Defying Urgency: Waiting for the Film Adaptation of Wicked

Defying Urgency: Waiting for the Film Adaptation of Wicked

This week, musical theatre lovers were greeted with the bittersweet news that the film adaptation of the mega-hit Wicked is going to happen, but we will have to wait until 2019 before they will see their favorite green lady on the big screen. The producers have been talking about the film version of Wicked for years, but they seem to be defying urgency in its path to fruition. Is there a reason why it is taking so long, or are they just waiting for the Broadway production's popularity to peter out? 

For many, the idea of a film version of Wicked is a thrilling possibility, an opportunity to open up this musical theatre fantasy with the effects only film can provide. For me, I have to wonder what can be gained by making Wicked into a film and I contemplate that there might be other reasons why producers are buying themselves time. Perhaps they see it as a more complicated property to adapt than what we might think is required? Here are some reasons why I think that could be the case:

The stage script of Wicked and the way it is told is inherently theatrical and bound to the stage medium. Musically, many of the best numbers are internal monologues delivered via power ballads. This works great onstage, but rarely does it ignite on the screen. Wicked flies because of its theatre setting, complete with the over-amplification and barn-like performing spaces that allow the characters to be big and over the top. The special effects of the stage are part of the excitement, an added lift of adrenaline that is very exciting to see onstage, but is too commonplace in film to provide any real pixie dust. Film forces an up-closeness, an intimacy of the camera lens, that is going to make these big songs and magical moments feel overblown. This will necessitate directorial and camera angle subtleties that go against the grain of the show's larger than life emotional gravity. I think the medium of film works against Wicked, just as it did for Rent, The Phantom of the Opera and portions of Les Misérables. Too big and too melodramatic to be contained by the screen. it needs the open air to breathe. 

 Carole Shelley, Kristin Chenoweth, Manuel Herrera, Joel Grey, Idina Menzel and Norbert Leo Butz

Carole Shelley, Kristin Chenoweth, Manuel Herrera, Joel Grey, Idina Menzel and Norbert Leo Butz

The other challenge Wicked has to overcome is its convoluted plot. The stage production starts out clear and establishes relationships efficiently. As the show goes on, everything becomes convoluted, mostly through forced attempts to cleverly parallel the script with the original L. Frank Baum novel (some of which are questionable in their order and timing). This will present challenges in adapting the script for the screen where plot issues and weaknesses become magnified. 

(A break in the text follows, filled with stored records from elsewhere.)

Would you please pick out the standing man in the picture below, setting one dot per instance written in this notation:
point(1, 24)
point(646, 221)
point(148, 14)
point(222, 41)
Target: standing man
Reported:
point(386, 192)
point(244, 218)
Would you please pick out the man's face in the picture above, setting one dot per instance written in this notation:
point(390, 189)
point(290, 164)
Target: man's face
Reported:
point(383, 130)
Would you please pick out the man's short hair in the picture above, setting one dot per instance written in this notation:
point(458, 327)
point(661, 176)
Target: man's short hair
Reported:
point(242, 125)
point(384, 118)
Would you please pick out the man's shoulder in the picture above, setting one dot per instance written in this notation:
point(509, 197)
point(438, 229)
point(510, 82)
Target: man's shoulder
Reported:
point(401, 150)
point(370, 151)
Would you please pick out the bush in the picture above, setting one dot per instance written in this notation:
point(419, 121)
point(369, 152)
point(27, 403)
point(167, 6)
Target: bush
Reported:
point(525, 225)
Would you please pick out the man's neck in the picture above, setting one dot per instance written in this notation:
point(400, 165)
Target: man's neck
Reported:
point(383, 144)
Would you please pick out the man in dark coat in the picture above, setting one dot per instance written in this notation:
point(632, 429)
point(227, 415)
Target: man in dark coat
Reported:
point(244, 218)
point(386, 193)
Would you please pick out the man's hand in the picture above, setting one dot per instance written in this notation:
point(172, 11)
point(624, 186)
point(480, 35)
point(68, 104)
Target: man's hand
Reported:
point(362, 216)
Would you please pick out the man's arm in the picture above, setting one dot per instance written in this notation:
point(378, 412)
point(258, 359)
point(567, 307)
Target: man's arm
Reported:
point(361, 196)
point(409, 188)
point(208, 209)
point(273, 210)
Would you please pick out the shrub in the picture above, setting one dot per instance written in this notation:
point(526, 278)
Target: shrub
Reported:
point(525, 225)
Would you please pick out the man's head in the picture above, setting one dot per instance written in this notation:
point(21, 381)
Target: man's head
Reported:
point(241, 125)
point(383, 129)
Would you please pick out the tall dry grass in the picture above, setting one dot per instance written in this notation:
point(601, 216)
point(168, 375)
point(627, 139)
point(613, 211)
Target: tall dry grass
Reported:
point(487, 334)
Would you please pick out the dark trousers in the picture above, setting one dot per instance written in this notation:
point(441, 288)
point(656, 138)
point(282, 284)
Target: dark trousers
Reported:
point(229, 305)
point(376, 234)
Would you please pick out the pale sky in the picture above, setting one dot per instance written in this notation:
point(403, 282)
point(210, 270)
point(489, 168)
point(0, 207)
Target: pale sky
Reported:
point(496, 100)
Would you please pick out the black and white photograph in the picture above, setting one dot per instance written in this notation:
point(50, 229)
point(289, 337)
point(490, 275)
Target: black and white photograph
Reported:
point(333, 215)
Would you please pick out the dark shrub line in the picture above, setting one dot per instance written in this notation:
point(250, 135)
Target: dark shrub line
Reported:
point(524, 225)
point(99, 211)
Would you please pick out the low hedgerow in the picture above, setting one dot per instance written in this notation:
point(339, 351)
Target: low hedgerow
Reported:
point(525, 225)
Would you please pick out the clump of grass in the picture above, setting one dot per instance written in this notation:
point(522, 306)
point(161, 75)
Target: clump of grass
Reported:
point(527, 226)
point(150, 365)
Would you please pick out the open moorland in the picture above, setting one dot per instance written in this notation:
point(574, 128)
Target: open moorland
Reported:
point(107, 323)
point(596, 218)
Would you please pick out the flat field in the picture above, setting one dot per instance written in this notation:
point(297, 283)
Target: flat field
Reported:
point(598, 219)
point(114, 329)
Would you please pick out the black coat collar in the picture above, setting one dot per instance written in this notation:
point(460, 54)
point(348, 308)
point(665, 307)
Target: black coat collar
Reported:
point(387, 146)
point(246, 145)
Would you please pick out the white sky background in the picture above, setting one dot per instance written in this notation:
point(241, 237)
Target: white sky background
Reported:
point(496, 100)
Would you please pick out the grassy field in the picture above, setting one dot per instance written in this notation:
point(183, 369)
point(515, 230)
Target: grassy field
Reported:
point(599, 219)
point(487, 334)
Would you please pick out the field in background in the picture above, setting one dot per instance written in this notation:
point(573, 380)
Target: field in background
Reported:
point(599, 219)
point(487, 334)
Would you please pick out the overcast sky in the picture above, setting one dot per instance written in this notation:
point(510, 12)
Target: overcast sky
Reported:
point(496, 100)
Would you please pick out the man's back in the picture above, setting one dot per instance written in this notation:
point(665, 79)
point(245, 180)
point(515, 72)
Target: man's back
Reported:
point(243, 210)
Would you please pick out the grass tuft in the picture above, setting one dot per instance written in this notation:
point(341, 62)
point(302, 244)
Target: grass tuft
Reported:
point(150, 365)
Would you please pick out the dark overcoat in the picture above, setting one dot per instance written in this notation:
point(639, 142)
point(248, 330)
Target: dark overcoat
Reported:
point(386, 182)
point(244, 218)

Of course there are the enduring characters of Elphaba, Glinda and Fiyero who offer strength and friendship, not to mention Stephen Schwartz's (mostly) electrified score that certainly propels the characters forward, pushing past any plot challenges. Spectacle and slight of hand go a long way in making Wicked work onstage. But how does that translate to cinema?

Will a film version of Wicked be a success? Most assuredly. The show hasn't run on Broadway this long without a devoted fan base. This will lead to long lines at the box office and a strong opening weekend of fans of the stage production fueling ticket sales. Will audiences be satisfied? It's hard to say. I think there are a lot of challenges a Wicked film needs to overcome in order for it to find any kind of critical and enduring appreciation, but most people will walk away singing the songs and feeling empowered anyway. Not such a bad thing, is it?